As thorough as Hakluyt's work was, Samuel Purchas came back a few decades later with an even more extensive collection of voyages. In 1625-1626, he published a five-volume set, Hakluytus Postumus or Purchas His Pilgrimes. It covers over 1,200 worldwide voyages. Item 32. $115,000.

 

This is one of the most remarkable travel books you will ever find. Giovanni Botero used the information coming back to Europe from travelers to write an important political geography. First published in 1591, it provided extensive information about lands around the world, such as was then known, and maps of these distant places. While 17 editions were eventually published, there are two that are particularly notable. Item 3 is one of those, the 1622-23 edition of Le Relationi Universali... It is the woodcut illustrations in these editions that grab your attention. Botero used older woodcuts, including some that had been lying around over a century, to illustrate his book. Some were based on actual people and places, but others were of fantastic creatures that one might imagine existed along the edge of the world, places not yet reached. Oddly, Botero didn't distinguish between the two. Among the images are those of headless men with faces on their chests, and one of these has a serpent's head rising from a long neck. Another is a man with a huge foot (bigfoot?) used to shade himself from the sun. There is a man with the head of a dog, a man and a woman, normal looking, but they are chopping up arms and legs like butchers. It's nice to have a good imagination, but these are a bit extreme. $38,500.

 

Next is one of the rarest and most important Cook items. As the lengthy title indicates, the subject matter goes beyond Cook himself: A Narrative of the Death of Captain James Cook. To which are added some Particulars, concerning his Life and Character, and Observations respecting the Introduction of the Venereal Disease into the Sandwich Islands.
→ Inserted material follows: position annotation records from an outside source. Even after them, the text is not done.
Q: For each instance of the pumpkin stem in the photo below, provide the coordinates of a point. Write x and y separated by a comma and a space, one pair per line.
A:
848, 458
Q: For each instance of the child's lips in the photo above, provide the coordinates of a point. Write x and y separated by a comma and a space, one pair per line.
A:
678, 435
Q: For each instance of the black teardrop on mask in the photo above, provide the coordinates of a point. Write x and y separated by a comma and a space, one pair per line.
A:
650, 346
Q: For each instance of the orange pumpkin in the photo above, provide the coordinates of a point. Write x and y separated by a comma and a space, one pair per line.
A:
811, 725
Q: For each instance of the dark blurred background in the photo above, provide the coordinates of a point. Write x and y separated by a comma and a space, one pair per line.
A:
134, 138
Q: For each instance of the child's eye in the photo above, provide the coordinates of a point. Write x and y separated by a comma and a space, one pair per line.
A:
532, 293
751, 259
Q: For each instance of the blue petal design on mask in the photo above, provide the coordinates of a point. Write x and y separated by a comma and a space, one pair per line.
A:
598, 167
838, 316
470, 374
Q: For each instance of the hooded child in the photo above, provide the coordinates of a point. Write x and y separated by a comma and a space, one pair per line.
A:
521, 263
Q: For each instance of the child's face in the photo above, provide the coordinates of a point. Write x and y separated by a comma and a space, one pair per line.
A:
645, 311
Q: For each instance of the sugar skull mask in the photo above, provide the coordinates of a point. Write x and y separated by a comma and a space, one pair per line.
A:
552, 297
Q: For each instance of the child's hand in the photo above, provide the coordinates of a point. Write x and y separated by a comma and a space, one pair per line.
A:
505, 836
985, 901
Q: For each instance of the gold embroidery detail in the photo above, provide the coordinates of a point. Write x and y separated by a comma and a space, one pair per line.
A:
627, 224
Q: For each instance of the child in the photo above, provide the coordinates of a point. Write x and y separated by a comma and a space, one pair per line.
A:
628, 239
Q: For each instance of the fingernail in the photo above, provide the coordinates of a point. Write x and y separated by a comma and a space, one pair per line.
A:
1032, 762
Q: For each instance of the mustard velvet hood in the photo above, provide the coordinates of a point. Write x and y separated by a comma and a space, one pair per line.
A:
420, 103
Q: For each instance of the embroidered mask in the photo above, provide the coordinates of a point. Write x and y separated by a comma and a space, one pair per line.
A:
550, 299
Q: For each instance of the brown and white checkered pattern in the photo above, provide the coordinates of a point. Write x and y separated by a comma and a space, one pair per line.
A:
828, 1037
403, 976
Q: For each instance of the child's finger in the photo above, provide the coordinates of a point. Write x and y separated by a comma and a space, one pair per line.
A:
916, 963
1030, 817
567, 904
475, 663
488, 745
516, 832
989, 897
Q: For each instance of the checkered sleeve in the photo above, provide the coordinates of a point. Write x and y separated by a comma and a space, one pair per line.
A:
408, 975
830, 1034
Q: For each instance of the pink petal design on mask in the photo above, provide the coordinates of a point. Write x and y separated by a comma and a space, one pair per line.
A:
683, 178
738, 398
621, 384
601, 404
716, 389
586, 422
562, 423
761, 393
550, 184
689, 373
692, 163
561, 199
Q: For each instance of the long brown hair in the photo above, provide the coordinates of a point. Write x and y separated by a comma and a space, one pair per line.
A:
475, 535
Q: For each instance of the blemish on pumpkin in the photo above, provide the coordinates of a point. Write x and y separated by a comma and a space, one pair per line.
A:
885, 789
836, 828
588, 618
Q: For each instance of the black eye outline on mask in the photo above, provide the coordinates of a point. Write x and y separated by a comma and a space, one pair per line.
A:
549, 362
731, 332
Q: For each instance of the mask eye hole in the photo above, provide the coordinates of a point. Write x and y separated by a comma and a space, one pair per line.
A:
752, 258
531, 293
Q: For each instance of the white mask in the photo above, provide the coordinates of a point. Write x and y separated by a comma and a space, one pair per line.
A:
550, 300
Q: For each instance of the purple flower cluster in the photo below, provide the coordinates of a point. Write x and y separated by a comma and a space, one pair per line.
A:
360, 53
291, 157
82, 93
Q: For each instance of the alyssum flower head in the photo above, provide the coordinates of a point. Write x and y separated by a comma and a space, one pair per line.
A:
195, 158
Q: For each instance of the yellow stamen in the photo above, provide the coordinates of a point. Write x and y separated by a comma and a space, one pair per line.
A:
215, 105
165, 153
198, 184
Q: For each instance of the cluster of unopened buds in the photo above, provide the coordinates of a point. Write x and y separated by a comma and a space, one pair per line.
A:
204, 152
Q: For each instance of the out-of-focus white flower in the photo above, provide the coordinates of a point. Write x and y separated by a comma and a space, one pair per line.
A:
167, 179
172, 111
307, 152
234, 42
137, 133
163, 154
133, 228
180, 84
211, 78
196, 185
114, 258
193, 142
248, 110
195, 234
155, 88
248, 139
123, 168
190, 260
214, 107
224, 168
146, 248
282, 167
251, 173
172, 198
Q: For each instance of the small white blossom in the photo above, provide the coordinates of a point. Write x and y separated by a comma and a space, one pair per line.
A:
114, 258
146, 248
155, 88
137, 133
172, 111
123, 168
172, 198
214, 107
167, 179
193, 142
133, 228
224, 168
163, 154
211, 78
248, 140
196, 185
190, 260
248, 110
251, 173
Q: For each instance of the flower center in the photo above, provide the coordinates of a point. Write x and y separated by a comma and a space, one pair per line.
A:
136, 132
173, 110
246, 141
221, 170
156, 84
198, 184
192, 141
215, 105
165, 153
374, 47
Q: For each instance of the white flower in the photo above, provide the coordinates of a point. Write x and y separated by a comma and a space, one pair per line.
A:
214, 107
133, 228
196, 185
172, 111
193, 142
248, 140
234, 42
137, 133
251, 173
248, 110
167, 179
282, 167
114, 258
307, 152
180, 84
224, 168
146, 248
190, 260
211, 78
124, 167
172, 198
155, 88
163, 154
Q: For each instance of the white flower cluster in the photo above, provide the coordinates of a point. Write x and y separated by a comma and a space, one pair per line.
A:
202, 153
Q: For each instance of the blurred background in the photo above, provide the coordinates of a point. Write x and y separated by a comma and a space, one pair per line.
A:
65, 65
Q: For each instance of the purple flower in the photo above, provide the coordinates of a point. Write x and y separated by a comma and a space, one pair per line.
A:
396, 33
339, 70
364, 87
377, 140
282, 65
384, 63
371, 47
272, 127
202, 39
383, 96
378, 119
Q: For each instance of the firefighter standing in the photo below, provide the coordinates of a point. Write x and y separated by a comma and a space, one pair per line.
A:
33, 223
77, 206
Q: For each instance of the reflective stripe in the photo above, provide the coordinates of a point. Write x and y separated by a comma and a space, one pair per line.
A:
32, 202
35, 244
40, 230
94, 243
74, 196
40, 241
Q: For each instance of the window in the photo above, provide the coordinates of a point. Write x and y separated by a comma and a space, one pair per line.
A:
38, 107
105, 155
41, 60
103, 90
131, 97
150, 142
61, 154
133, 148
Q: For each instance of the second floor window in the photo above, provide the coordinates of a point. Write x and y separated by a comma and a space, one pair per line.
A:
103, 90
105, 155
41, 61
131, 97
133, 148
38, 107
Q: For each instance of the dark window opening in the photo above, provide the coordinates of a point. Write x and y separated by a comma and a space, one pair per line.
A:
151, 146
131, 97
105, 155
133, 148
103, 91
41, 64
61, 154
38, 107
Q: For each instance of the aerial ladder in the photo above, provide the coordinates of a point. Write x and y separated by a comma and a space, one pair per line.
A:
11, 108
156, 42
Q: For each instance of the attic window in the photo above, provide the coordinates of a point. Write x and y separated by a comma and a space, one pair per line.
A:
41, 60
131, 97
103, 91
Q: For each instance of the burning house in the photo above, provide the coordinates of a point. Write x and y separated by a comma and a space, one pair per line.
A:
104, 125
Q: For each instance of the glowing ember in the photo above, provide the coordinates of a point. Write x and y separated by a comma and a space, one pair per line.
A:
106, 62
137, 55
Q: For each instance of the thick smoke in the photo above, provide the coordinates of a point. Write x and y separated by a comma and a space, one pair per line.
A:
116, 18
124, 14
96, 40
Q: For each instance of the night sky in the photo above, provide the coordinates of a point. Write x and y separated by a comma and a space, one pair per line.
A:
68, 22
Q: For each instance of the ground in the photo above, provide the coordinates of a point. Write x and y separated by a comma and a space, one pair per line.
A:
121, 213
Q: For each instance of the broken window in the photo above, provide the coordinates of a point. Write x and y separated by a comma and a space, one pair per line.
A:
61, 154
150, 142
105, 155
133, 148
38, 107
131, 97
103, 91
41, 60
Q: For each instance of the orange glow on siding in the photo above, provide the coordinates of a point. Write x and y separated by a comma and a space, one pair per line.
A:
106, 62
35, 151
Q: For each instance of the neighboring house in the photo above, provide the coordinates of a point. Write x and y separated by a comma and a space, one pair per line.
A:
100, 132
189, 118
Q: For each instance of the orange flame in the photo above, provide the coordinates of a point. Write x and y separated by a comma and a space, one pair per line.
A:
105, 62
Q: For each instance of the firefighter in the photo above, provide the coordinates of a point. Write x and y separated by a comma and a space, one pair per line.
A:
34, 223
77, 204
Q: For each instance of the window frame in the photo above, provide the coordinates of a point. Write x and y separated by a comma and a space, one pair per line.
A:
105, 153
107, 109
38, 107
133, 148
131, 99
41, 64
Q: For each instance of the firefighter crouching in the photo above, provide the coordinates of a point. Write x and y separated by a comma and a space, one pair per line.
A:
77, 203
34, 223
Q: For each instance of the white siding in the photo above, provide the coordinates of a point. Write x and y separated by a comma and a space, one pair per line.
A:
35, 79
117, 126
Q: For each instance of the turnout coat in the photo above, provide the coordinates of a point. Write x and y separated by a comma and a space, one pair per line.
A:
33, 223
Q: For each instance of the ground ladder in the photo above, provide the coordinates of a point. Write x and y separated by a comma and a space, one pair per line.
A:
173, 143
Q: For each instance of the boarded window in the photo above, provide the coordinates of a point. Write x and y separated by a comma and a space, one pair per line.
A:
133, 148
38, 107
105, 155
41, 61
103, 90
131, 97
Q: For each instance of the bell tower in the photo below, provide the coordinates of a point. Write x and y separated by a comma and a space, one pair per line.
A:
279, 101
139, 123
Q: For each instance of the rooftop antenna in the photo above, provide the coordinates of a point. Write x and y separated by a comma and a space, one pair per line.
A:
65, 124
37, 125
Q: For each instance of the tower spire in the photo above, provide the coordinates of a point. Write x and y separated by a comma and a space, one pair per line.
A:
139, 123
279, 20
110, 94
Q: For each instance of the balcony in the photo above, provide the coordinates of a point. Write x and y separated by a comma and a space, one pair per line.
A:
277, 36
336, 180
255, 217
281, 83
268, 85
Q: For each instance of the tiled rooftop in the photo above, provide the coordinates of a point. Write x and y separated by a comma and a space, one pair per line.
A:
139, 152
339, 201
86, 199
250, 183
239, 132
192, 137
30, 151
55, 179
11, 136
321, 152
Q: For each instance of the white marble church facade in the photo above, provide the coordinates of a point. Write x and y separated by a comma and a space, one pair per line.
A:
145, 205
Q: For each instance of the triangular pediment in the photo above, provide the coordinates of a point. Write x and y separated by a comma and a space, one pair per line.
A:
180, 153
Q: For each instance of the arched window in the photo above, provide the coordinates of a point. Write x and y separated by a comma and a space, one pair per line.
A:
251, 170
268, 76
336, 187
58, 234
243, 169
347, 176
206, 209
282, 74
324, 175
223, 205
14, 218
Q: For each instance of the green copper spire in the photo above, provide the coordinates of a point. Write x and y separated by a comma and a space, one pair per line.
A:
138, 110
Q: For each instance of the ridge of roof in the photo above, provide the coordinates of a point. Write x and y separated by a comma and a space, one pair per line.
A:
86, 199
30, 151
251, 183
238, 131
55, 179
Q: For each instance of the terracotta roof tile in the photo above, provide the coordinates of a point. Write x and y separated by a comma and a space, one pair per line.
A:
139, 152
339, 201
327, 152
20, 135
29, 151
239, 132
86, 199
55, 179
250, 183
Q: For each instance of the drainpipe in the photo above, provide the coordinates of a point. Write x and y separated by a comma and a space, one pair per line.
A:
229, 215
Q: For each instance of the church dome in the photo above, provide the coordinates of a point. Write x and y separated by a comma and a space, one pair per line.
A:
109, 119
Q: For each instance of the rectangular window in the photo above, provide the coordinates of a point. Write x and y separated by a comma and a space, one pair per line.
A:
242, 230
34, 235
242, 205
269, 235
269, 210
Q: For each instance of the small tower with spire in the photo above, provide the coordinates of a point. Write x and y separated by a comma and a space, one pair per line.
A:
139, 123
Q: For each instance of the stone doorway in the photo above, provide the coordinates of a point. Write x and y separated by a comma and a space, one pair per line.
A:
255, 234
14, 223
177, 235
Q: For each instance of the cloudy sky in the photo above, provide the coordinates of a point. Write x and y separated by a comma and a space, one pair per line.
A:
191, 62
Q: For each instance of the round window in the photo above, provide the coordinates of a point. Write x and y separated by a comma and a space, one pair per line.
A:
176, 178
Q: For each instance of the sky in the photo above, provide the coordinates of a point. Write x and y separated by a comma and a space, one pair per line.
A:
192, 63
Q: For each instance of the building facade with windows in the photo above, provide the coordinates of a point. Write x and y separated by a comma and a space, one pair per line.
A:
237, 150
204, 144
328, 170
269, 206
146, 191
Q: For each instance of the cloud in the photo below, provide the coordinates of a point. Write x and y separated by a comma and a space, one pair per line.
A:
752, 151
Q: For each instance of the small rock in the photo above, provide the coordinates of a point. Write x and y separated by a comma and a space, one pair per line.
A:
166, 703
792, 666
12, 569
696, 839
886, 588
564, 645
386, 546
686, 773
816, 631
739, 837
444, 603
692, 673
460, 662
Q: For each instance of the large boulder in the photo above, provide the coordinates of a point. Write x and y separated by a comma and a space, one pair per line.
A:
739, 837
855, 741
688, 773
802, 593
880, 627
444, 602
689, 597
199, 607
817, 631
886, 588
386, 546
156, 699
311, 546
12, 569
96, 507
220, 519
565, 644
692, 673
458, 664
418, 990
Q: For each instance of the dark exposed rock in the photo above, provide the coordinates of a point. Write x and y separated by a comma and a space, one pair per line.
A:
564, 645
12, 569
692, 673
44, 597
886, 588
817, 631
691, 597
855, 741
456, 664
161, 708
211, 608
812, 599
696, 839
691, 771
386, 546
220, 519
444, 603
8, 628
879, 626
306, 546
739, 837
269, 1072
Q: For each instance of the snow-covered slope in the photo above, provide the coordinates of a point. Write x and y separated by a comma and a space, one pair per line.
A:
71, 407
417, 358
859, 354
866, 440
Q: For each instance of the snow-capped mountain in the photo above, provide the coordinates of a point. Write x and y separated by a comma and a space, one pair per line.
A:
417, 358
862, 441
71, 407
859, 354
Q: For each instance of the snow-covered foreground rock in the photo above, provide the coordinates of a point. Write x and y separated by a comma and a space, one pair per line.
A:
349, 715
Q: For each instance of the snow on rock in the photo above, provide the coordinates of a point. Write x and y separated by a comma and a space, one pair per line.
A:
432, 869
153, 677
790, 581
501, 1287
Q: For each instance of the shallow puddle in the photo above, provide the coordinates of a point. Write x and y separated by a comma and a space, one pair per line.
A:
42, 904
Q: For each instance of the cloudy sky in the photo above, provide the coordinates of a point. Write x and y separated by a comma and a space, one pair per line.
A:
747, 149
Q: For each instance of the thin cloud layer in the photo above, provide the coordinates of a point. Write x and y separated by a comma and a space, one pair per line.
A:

The author was David Samwell, who served as a physician on Cook's third and final voyage. The official account suppressed the details of and responsibility for Cook's death in Hawaii. Samwell was more open. As for introducing venereal disease to the Sandwich Islands (Britain's early name for Hawaii), this was a sad case of European explorers passing on what they discovered in America in Columbian times to the Hawaiian Islanders. Item 34. $220,000.

 

Item 4 is a manuscript account of the first half of a circumnavigation performed by Hyacinthe de Bougainville in 1824-1826 on board the Thétis. Hyacinthe was the second of the Bougainvilles, father and son, who both completed circumnavigations on behalf of France. Bougainville was sent out to reestablish ties with Vietnam, but that mission proved unsuccessful. The Emperor would not meet with him, concerned that Christian missionaries were turning his people away from their traditional ways. Bougainville would also make stops in China, the Phillippines, South America, and three months in Australia, where he dedicated a monument to French explorer La Pérouse, who disappeared after leaving that continent. His account appeared under the title Voyage autour de Monde de la frégate la Thétis. His manuscript was given by the author to another French explorer, Bougainville's mentor Louis de Freycinet. Freycinet had performed a circumnavigation a few years earlier and was hungry for any information he could obtain relating to voyages, so it is not surprising that his protege would provide him with such an account. $40,000.